Путешествие на родину Жанны Д Арк

Владимир Оболенский
Осень в том году в Руане была теплой и дождливой. Нормандия всегда обильна влагой… Ее заливные луга с пасущимися коровами, сочной зеленью, мелко моросящим дождиком, дающим серебристый отлив на траве и листьях, напоминают средневековые пейзажи Северной Франции и более поздние картины импрессионистов.

Не случайно Клод Моне писал здесь… Теперь в Руане его музей… Правда, большинство картин великого мастера разлетелись, как птицы по белу свету… Но нормандцы гордятся своим земляком. Его дом находится в нескольких десятках километрах от города. Здесь почти все сохранилось, как при жизни художника. И великолепный сад, и речушка с перекидными мостиками, и заросли экзотических растений и беседки. А в доме та же утварь и старинная кухня с медными чайником, кофейником. Вот только подлинников полотен мастера единицы. Остальное копии. Зато бойко идет торговля литографиями, открытками и прочей полиграфией. Масса туристов, мало гидов.

 Но Моне надо смотреть в тишине, наедине со своими мыслями. Его живопись не только прекрасна своей цветовой гаммой и светом. Она завораживает выражением лиц людей, особенно женщин… И склоняет к философским размышлениям… Жизненные силы  человек черпает в любви, добре, а связь с матерью-природой порождает гармонию мироздания. Таков Клод Моне… Но в нем, конечно, еще множество тонкостей и оттенков души… Владимир все это так остро ощутил только здесь… Заново открывая Моне.

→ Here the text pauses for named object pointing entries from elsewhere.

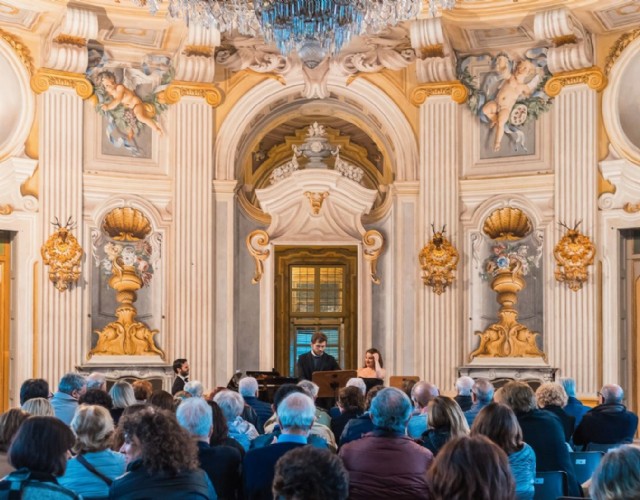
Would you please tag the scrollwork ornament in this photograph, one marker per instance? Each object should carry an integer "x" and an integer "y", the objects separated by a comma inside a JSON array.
[
  {"x": 438, "y": 260},
  {"x": 573, "y": 253},
  {"x": 63, "y": 254}
]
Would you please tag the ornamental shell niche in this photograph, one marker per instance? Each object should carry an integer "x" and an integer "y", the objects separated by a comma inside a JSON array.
[
  {"x": 507, "y": 223},
  {"x": 126, "y": 224}
]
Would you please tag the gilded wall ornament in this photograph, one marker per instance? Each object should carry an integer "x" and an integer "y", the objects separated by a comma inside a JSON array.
[
  {"x": 573, "y": 253},
  {"x": 438, "y": 259},
  {"x": 63, "y": 254}
]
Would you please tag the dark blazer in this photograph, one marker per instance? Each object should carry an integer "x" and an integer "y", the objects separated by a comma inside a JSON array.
[
  {"x": 543, "y": 431},
  {"x": 305, "y": 365},
  {"x": 258, "y": 469},
  {"x": 606, "y": 424},
  {"x": 222, "y": 465}
]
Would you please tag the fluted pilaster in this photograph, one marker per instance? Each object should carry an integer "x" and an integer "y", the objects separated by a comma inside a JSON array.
[
  {"x": 441, "y": 351},
  {"x": 192, "y": 256},
  {"x": 573, "y": 344},
  {"x": 61, "y": 133}
]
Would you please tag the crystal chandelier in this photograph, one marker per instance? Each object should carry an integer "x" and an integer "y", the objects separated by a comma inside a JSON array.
[{"x": 312, "y": 28}]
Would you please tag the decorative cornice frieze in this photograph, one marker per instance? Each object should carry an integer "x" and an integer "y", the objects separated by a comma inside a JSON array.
[
  {"x": 593, "y": 77},
  {"x": 46, "y": 77},
  {"x": 455, "y": 89},
  {"x": 208, "y": 91},
  {"x": 618, "y": 47},
  {"x": 21, "y": 50}
]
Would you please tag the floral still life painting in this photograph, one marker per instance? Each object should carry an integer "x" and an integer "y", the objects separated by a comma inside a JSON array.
[
  {"x": 128, "y": 98},
  {"x": 509, "y": 96}
]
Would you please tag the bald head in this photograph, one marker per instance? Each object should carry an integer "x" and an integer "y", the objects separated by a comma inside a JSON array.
[
  {"x": 423, "y": 392},
  {"x": 612, "y": 394}
]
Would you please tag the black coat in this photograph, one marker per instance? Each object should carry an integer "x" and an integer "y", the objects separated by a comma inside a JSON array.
[
  {"x": 305, "y": 365},
  {"x": 606, "y": 424}
]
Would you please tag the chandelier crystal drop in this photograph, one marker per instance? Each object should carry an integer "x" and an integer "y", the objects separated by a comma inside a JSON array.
[{"x": 315, "y": 27}]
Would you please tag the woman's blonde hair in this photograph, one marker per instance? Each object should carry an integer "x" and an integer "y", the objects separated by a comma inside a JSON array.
[
  {"x": 444, "y": 412},
  {"x": 39, "y": 407},
  {"x": 93, "y": 427}
]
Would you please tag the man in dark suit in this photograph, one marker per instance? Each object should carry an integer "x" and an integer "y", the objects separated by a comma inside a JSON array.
[
  {"x": 609, "y": 422},
  {"x": 316, "y": 360},
  {"x": 181, "y": 369},
  {"x": 295, "y": 415}
]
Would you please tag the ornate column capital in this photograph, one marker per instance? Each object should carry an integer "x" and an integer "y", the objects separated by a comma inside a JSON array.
[
  {"x": 593, "y": 77},
  {"x": 208, "y": 91},
  {"x": 455, "y": 89},
  {"x": 46, "y": 77}
]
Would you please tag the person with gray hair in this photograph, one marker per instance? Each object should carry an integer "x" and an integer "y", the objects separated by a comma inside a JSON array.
[
  {"x": 387, "y": 462},
  {"x": 574, "y": 406},
  {"x": 249, "y": 389},
  {"x": 608, "y": 423},
  {"x": 618, "y": 475},
  {"x": 232, "y": 405},
  {"x": 221, "y": 463},
  {"x": 482, "y": 395},
  {"x": 65, "y": 401},
  {"x": 464, "y": 386},
  {"x": 295, "y": 415}
]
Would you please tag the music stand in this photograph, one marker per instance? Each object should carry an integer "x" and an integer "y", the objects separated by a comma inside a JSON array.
[{"x": 331, "y": 382}]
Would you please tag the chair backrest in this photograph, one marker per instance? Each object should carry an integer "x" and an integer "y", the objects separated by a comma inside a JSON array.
[
  {"x": 604, "y": 448},
  {"x": 549, "y": 485},
  {"x": 585, "y": 463}
]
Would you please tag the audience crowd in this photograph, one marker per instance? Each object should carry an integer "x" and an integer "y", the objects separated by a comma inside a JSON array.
[{"x": 93, "y": 439}]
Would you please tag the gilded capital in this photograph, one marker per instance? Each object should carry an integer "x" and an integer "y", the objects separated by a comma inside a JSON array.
[
  {"x": 593, "y": 77},
  {"x": 208, "y": 91},
  {"x": 455, "y": 89},
  {"x": 46, "y": 77}
]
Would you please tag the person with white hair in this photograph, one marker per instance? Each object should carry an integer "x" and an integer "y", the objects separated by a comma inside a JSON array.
[
  {"x": 295, "y": 416},
  {"x": 232, "y": 405},
  {"x": 464, "y": 386},
  {"x": 608, "y": 423},
  {"x": 221, "y": 463}
]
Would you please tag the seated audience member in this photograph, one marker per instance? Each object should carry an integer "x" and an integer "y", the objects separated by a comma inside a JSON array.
[
  {"x": 122, "y": 396},
  {"x": 373, "y": 365},
  {"x": 542, "y": 431},
  {"x": 295, "y": 415},
  {"x": 446, "y": 421},
  {"x": 464, "y": 385},
  {"x": 162, "y": 459},
  {"x": 421, "y": 394},
  {"x": 96, "y": 397},
  {"x": 360, "y": 426},
  {"x": 221, "y": 463},
  {"x": 386, "y": 463},
  {"x": 97, "y": 380},
  {"x": 142, "y": 390},
  {"x": 10, "y": 422},
  {"x": 65, "y": 400},
  {"x": 93, "y": 469},
  {"x": 34, "y": 388},
  {"x": 482, "y": 395},
  {"x": 471, "y": 468},
  {"x": 618, "y": 475},
  {"x": 574, "y": 406},
  {"x": 38, "y": 407},
  {"x": 351, "y": 404},
  {"x": 232, "y": 405},
  {"x": 39, "y": 454},
  {"x": 500, "y": 425},
  {"x": 162, "y": 400},
  {"x": 311, "y": 474},
  {"x": 551, "y": 397},
  {"x": 248, "y": 388},
  {"x": 609, "y": 422},
  {"x": 269, "y": 438}
]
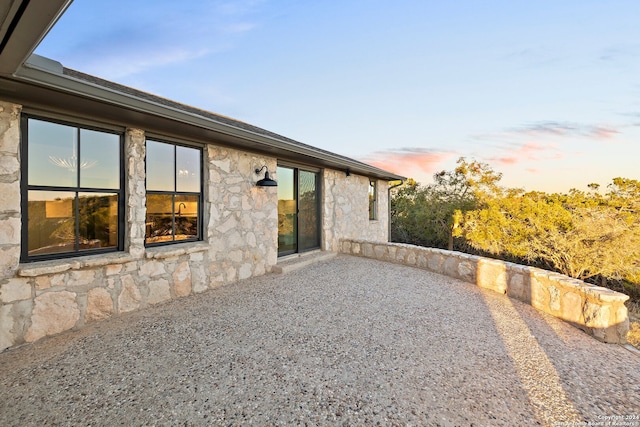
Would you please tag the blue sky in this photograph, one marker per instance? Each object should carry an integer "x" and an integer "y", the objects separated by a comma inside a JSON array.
[{"x": 546, "y": 92}]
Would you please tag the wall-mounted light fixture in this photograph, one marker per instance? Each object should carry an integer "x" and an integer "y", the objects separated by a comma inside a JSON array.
[{"x": 266, "y": 181}]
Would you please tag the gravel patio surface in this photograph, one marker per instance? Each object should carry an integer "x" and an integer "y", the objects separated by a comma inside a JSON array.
[{"x": 349, "y": 341}]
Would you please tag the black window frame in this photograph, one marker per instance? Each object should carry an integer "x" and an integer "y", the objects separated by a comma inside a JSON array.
[
  {"x": 25, "y": 188},
  {"x": 200, "y": 194},
  {"x": 373, "y": 201}
]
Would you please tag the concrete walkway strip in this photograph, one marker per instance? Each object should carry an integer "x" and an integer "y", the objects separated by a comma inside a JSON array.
[{"x": 348, "y": 341}]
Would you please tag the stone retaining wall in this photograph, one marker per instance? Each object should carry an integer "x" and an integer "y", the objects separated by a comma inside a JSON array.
[{"x": 598, "y": 311}]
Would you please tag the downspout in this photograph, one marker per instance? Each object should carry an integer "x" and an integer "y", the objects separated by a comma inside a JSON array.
[{"x": 389, "y": 207}]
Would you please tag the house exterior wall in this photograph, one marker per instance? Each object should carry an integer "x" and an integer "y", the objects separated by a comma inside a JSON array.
[
  {"x": 346, "y": 210},
  {"x": 240, "y": 238}
]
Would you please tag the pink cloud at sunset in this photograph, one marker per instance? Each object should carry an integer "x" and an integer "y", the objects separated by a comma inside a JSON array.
[
  {"x": 409, "y": 162},
  {"x": 530, "y": 151},
  {"x": 567, "y": 129}
]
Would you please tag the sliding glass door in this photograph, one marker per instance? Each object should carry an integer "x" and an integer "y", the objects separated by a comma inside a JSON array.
[{"x": 298, "y": 210}]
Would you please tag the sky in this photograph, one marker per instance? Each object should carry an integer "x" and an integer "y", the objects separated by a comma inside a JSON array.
[{"x": 546, "y": 92}]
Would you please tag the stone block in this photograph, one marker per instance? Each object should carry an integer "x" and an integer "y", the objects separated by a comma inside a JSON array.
[
  {"x": 199, "y": 279},
  {"x": 492, "y": 274},
  {"x": 182, "y": 280},
  {"x": 10, "y": 231},
  {"x": 43, "y": 282},
  {"x": 466, "y": 271},
  {"x": 99, "y": 305},
  {"x": 15, "y": 290},
  {"x": 53, "y": 312},
  {"x": 81, "y": 278},
  {"x": 516, "y": 286},
  {"x": 152, "y": 268},
  {"x": 10, "y": 197},
  {"x": 539, "y": 293},
  {"x": 596, "y": 316},
  {"x": 130, "y": 297},
  {"x": 159, "y": 291},
  {"x": 7, "y": 334},
  {"x": 435, "y": 262},
  {"x": 113, "y": 269},
  {"x": 9, "y": 260},
  {"x": 450, "y": 266},
  {"x": 554, "y": 298},
  {"x": 571, "y": 304},
  {"x": 357, "y": 248},
  {"x": 244, "y": 272},
  {"x": 367, "y": 250}
]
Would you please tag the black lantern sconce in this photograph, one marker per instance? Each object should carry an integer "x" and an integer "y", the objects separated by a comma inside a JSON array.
[{"x": 266, "y": 181}]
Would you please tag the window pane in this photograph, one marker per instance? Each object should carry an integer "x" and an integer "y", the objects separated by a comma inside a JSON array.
[
  {"x": 53, "y": 157},
  {"x": 51, "y": 222},
  {"x": 372, "y": 200},
  {"x": 99, "y": 159},
  {"x": 186, "y": 209},
  {"x": 287, "y": 211},
  {"x": 98, "y": 220},
  {"x": 159, "y": 218},
  {"x": 188, "y": 173},
  {"x": 160, "y": 166},
  {"x": 308, "y": 234}
]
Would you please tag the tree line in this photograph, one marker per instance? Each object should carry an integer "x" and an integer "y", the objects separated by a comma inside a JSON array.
[{"x": 592, "y": 235}]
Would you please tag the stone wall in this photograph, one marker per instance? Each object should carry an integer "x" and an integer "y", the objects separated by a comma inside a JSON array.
[
  {"x": 45, "y": 298},
  {"x": 598, "y": 311},
  {"x": 346, "y": 210}
]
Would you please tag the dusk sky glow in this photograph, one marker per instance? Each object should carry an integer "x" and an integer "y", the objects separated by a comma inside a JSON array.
[{"x": 546, "y": 92}]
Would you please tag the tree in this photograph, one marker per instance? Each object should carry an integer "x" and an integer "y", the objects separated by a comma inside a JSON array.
[{"x": 579, "y": 234}]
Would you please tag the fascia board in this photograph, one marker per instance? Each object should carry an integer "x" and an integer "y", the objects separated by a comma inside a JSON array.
[
  {"x": 37, "y": 18},
  {"x": 40, "y": 76}
]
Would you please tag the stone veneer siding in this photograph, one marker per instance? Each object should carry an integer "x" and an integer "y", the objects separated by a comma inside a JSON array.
[
  {"x": 240, "y": 240},
  {"x": 346, "y": 210},
  {"x": 45, "y": 298},
  {"x": 598, "y": 311}
]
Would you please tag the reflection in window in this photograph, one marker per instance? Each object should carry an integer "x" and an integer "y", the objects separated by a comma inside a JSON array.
[
  {"x": 173, "y": 193},
  {"x": 373, "y": 199},
  {"x": 73, "y": 198}
]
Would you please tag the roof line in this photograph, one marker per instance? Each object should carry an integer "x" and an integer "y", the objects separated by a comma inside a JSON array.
[{"x": 44, "y": 71}]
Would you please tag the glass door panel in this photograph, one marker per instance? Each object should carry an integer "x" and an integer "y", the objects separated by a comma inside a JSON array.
[
  {"x": 308, "y": 233},
  {"x": 287, "y": 212}
]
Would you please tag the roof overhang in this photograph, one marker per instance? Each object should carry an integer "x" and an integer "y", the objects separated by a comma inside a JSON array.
[
  {"x": 41, "y": 84},
  {"x": 23, "y": 24}
]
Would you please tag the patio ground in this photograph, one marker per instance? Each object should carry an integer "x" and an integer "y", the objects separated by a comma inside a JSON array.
[{"x": 349, "y": 341}]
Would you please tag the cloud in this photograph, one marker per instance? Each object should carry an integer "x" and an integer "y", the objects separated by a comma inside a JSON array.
[
  {"x": 100, "y": 40},
  {"x": 410, "y": 160},
  {"x": 566, "y": 129},
  {"x": 527, "y": 152}
]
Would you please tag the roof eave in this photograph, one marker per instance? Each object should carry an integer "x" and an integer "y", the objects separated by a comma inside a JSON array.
[
  {"x": 23, "y": 25},
  {"x": 37, "y": 72}
]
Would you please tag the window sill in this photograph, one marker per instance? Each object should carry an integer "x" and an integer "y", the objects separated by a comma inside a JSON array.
[
  {"x": 41, "y": 268},
  {"x": 174, "y": 250}
]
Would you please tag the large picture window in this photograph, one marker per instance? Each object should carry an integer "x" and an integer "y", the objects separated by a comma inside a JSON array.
[
  {"x": 73, "y": 194},
  {"x": 174, "y": 195}
]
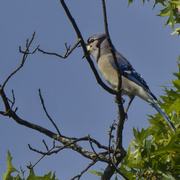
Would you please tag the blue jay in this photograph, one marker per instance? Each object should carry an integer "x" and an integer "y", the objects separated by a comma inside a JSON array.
[{"x": 132, "y": 82}]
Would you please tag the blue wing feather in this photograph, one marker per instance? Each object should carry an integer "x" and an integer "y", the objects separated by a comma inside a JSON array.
[{"x": 127, "y": 70}]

Руан поразил его одновременно своей строгой готической красотой и мрачноватостью средневекового города. Главный Собор в центре города, построенный в четырнадцатом столетии, словно страж веков возвышается мощно и горделиво, вокруг него высажены цветники в виде старинных каменных чаш и клумб. Они как бы оттеняют цветовой гаммой серые камни и мрачные холодные тона собора, внутри которого почти под самыми сводами великолепный орган. Здесь по праздникам даются органные концерты, иногда с хором.

А совсем рядом рыночная площадь. На ней сожгли Жанну Д’Арк. Памятник ей изображает деву, мужественно принимающую смерть. Лицо ее обращено к Всевышнему. Теперь на этом месте небольшой храм Святой Жанны, построенный в ее честь в стиле модерн. А рыночная площадь сохранила свое прямое назначение, над ней только построили крыши. И здесь торгуют съестным, но уже со стеклянными и мраморными прилавками. Все удивительно чисто и красиво. И торговцы в белых халатах…

Нормандия — родина французских сыров, особенно тут знаменит камамбер и яблочный сидр. Сыры «Гран Дюк» превосходят все камамберы в мире, также как и сидр. Правда, и дары моря на рыночной площади в изобилии. Огромные красные вареные омары и креветки, и миноги, и кета, и семга, всевозможные моллюски, улитки, устрицы…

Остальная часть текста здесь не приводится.